Component Responsibilities

ComponentRole
openclaw-plugin (agent_end hook)Fires after each agent turn. Writes the conversation to the agent's daily diary file (~/.openclaw/workspace-{agentId}/memory/YYYY-MM-DD.md) in real-time via writeDiaryEntry. Filters noise (greetings, short exchanges) via isNoise and cleanContent. Routes diary entries by agentId to each agent's workspace. Does not write to mem0 directly — mem0 ingestion is handled entirely by auto_digest.
auto_digest.py --todayRuns every 15 minutes. Reads only the new bytes added since the last run (tracked via auto_digest_offset.json). Sends content to mem0 in section-aligned batches (up to ~50KB each, aligned to ## diary section boundaries) with infer=True — mem0 runs internal fact extraction to produce concise memories. Offset is persisted after each successful batch, enabling crash-safe resume.
memory_sync.pyRuns daily at UTC 01:00. Syncs each agent's MEMORY.md (curated knowledge) directly to mem0 long-term memory. Hash-based dedup skips unchanged files — zero LLM cost if nothing changed.
auto_dream.py / AutoDreamRuns daily at UTC 02:00. Step 1: reads yesterday's complete diary → mem0.add(infer=True, no run_id) → long-term memory. Step 2: for each 7-day-old short-term memory, calls mem0.add(infer=True, no run_id) — mem0 LLM compares against existing long-term memories and returns a decision: ADD (new knowledge, write), UPDATE (merge with existing), DELETE (redundant, skip write), or NONE (already covered). Regardless of decision, the original short-term entry is always deleted after processing.
mem0 Memory ServiceCore service. Uses AWS Bedrock LLM for memory distillation/deduplication and Bedrock Embedding for vectorization.
Vector StorePersists memory vectors. Supports S3 Vectors, OpenSearch, or pgvector as the backend. Score normalization is applied at the service layer — see Score Normalization Layer below.
SKILL.md → RetrievalOn new agent sessions, reads SKILL.md, queries mem0 for relevant memories, and injects them as context.

Score Normalization Layer

Vector stores return scores with inconsistent semantics — OpenSearch returns similarity (higher = better), while pgvector and S3 Vectors return cosine distance (lower = better).

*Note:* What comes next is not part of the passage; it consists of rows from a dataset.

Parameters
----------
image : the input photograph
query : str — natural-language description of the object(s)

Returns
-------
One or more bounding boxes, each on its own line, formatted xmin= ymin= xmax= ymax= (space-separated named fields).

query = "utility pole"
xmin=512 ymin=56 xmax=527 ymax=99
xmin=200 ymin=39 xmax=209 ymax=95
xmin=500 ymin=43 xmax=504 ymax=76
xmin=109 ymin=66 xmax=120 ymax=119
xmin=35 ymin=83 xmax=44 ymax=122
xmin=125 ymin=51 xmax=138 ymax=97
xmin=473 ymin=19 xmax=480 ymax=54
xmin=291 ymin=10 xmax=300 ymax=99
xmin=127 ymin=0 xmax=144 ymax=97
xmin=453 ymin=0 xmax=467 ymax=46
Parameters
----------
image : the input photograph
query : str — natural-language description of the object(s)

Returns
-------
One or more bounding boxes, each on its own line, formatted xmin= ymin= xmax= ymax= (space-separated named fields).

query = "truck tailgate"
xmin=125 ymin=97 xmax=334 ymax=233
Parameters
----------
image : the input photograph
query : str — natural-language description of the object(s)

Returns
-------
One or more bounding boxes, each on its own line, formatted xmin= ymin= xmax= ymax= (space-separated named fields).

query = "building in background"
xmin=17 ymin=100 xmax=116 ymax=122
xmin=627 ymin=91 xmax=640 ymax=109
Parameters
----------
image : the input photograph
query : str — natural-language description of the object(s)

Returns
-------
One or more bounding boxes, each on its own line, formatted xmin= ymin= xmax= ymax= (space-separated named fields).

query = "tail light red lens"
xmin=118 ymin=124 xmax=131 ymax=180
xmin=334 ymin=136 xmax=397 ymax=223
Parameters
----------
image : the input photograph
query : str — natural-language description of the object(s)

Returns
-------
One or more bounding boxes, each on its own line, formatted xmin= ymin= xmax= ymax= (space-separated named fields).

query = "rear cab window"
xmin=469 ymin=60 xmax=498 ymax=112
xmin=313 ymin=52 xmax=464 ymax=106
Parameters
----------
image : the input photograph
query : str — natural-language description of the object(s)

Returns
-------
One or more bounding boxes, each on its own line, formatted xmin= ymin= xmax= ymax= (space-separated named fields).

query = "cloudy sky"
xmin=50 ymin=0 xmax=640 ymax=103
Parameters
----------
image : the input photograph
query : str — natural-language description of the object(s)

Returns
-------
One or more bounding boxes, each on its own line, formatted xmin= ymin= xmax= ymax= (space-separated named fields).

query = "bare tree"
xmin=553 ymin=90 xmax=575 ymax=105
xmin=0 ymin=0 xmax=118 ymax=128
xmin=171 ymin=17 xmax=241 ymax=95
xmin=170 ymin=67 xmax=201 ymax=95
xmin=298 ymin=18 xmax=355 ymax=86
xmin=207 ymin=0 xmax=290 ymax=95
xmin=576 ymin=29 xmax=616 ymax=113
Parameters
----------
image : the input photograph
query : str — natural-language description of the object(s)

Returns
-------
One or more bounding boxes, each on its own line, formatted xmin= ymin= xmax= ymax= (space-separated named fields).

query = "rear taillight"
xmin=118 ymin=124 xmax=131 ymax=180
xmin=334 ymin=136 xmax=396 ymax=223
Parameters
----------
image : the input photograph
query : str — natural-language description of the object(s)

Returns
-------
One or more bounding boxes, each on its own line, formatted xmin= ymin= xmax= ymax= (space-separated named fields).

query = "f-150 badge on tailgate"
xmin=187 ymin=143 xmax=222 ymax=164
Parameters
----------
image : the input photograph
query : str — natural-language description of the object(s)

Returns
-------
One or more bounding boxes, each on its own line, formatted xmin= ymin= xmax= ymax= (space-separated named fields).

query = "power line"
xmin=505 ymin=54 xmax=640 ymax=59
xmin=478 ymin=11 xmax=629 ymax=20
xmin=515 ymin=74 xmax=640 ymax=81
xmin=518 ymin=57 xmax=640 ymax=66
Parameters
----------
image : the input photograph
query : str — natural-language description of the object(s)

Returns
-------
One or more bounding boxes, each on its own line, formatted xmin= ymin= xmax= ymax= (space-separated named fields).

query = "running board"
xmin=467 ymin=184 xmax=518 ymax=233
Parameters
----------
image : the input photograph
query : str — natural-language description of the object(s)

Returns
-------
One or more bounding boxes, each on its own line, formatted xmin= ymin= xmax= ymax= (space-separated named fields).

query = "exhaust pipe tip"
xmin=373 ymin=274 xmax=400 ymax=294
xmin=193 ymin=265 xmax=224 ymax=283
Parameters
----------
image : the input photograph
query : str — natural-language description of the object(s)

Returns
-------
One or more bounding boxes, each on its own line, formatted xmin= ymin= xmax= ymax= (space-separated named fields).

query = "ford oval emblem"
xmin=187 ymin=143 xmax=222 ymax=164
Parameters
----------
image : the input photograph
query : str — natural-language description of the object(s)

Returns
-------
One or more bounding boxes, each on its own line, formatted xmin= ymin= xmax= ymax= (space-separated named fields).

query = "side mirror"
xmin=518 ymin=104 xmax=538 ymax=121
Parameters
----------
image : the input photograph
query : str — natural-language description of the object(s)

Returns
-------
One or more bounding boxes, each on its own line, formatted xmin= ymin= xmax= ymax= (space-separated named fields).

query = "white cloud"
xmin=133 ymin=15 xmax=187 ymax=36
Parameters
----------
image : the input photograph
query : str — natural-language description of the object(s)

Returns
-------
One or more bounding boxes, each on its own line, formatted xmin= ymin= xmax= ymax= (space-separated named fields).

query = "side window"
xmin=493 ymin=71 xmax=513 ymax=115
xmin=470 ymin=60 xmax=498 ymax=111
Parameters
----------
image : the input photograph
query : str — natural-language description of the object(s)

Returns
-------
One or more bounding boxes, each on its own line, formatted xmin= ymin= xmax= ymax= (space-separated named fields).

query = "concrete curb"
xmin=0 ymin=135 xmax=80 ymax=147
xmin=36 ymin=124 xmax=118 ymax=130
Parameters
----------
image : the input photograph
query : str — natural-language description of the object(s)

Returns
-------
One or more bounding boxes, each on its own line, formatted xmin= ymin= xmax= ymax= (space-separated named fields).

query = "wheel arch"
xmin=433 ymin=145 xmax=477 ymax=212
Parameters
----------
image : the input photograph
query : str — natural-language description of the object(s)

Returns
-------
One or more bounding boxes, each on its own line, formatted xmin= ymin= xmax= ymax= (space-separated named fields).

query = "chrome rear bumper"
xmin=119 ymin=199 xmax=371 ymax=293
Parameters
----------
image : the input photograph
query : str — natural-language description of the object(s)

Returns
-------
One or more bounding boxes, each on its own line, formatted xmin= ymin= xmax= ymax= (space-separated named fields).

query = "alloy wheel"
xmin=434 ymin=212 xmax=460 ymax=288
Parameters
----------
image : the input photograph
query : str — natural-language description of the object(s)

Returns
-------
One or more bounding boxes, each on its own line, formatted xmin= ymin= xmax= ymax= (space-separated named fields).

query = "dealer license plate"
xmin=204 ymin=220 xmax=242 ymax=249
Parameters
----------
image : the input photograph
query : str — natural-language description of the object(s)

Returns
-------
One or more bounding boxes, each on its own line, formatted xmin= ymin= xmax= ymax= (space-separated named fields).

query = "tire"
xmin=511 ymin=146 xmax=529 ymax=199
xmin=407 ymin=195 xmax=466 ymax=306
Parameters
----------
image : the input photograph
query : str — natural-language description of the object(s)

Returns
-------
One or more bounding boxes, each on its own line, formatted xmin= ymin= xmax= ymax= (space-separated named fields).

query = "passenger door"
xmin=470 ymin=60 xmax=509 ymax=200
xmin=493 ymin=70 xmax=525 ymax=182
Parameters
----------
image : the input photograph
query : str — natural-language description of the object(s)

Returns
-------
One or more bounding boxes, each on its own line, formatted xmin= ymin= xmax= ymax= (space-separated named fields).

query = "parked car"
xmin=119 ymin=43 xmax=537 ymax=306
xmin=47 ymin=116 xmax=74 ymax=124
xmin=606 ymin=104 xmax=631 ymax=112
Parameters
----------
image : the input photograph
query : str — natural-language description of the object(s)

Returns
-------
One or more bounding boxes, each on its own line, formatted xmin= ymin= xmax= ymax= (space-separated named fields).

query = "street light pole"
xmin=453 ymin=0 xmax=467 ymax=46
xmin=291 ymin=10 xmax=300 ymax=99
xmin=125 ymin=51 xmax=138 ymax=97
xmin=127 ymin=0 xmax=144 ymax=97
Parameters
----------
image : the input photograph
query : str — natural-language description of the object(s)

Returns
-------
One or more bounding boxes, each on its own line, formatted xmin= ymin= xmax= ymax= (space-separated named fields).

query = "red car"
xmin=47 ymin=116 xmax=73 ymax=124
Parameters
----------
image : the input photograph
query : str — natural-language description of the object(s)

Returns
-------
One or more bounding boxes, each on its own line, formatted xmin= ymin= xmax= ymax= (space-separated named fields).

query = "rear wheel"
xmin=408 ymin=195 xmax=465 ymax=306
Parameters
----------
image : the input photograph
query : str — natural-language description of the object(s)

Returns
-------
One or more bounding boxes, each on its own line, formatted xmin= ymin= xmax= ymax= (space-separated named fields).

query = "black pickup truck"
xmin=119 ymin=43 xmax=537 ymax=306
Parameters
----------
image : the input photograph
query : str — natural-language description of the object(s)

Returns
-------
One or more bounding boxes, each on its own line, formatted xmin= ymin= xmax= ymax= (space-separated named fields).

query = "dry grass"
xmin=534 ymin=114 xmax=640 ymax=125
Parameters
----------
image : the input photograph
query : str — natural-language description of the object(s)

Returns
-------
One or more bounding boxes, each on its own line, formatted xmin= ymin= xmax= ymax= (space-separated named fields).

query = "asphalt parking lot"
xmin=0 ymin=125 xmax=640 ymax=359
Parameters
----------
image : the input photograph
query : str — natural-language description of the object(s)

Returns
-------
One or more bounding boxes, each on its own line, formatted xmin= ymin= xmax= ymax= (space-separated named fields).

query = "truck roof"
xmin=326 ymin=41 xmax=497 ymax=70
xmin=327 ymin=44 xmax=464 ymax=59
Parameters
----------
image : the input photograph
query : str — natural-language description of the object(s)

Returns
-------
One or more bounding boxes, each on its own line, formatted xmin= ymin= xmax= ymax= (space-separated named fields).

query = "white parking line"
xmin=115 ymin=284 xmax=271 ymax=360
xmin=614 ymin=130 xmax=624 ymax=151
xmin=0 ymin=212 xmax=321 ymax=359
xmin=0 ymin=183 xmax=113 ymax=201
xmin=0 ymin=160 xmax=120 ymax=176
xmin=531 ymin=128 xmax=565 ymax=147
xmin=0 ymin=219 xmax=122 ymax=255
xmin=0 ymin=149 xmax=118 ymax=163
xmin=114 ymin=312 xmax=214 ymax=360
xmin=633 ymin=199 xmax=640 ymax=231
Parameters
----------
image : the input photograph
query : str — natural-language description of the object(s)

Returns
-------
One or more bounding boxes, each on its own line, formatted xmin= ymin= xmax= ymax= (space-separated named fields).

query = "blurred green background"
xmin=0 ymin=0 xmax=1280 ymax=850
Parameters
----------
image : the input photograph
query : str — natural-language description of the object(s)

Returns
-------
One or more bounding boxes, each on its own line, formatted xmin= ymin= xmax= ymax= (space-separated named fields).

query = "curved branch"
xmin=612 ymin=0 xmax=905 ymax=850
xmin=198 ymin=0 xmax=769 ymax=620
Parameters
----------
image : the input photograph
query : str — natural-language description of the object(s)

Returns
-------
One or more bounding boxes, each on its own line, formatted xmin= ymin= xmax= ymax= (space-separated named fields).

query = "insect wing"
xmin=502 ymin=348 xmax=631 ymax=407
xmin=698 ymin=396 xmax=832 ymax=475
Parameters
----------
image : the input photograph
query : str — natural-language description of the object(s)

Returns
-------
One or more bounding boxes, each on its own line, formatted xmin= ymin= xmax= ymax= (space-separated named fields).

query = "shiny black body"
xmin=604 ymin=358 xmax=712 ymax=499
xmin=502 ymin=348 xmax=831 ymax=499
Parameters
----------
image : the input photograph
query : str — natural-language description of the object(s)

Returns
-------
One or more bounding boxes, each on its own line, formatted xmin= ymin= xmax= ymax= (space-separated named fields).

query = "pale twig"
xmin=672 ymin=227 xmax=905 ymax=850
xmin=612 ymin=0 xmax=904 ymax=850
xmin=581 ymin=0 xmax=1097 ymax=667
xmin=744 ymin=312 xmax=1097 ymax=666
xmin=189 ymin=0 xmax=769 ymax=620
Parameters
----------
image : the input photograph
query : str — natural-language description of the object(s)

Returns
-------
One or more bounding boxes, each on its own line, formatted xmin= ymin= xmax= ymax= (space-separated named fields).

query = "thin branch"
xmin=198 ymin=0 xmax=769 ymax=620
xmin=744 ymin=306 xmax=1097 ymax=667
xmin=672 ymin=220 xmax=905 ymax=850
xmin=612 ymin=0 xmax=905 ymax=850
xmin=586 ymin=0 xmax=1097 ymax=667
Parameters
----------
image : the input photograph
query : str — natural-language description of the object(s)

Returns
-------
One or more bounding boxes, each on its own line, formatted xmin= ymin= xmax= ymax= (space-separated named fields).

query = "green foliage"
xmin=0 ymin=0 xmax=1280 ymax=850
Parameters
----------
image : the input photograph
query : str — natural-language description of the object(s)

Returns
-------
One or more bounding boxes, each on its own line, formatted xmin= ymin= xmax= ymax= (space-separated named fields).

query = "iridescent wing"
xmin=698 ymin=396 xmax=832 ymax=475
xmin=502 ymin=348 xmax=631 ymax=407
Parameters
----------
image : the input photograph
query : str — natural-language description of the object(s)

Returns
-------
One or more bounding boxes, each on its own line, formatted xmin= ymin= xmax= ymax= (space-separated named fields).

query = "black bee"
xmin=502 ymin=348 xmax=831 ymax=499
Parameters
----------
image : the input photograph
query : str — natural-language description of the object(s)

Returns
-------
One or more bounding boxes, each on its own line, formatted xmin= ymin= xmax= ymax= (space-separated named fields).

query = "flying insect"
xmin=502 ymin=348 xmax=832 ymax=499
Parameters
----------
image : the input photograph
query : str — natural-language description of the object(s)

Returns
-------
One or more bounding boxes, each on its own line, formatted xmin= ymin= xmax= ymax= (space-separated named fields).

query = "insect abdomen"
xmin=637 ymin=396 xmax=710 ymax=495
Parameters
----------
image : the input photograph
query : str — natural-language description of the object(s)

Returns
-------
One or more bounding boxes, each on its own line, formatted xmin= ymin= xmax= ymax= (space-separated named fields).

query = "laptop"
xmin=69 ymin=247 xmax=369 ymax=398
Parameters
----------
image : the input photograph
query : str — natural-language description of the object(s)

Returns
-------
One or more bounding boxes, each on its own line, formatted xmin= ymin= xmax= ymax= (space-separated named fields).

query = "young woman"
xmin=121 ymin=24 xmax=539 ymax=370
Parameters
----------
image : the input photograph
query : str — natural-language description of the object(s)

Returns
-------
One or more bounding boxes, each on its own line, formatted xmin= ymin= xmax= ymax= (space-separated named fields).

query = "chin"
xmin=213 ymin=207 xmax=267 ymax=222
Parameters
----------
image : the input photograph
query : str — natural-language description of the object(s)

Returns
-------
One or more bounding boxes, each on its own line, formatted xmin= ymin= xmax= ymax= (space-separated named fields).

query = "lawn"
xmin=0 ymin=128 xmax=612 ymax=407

The service applies a normalization layer in server.py (_normalize_scores()) that converts all scores to a unified similarity scale [0, 1] before min_score filtering, time-decay blending, or returning results to callers. This abstraction ensures that upstream logic (ranking, filtering, audit logging) is vector-store-agnostic.

Pipeline Timeline (UTC)

Real-time     openclaw-plugin     — agent_end hook → diary files  (no mem0 write)
Every 15 min  auto_digest --today — diary new bytes → mem0 short-term  (infer=True, fact extraction)
01:00         memory_sync         — MEMORY.md → mem0 long-term  (curated knowledge, instant)
02:00         auto_dream          — Step1: yesterday diary → long-term (infer=True)
                                    Step2: 7-day-old short-term → re-add (infer=True) + delete

Memory Tiering: Who Decides Long vs. Short-Term?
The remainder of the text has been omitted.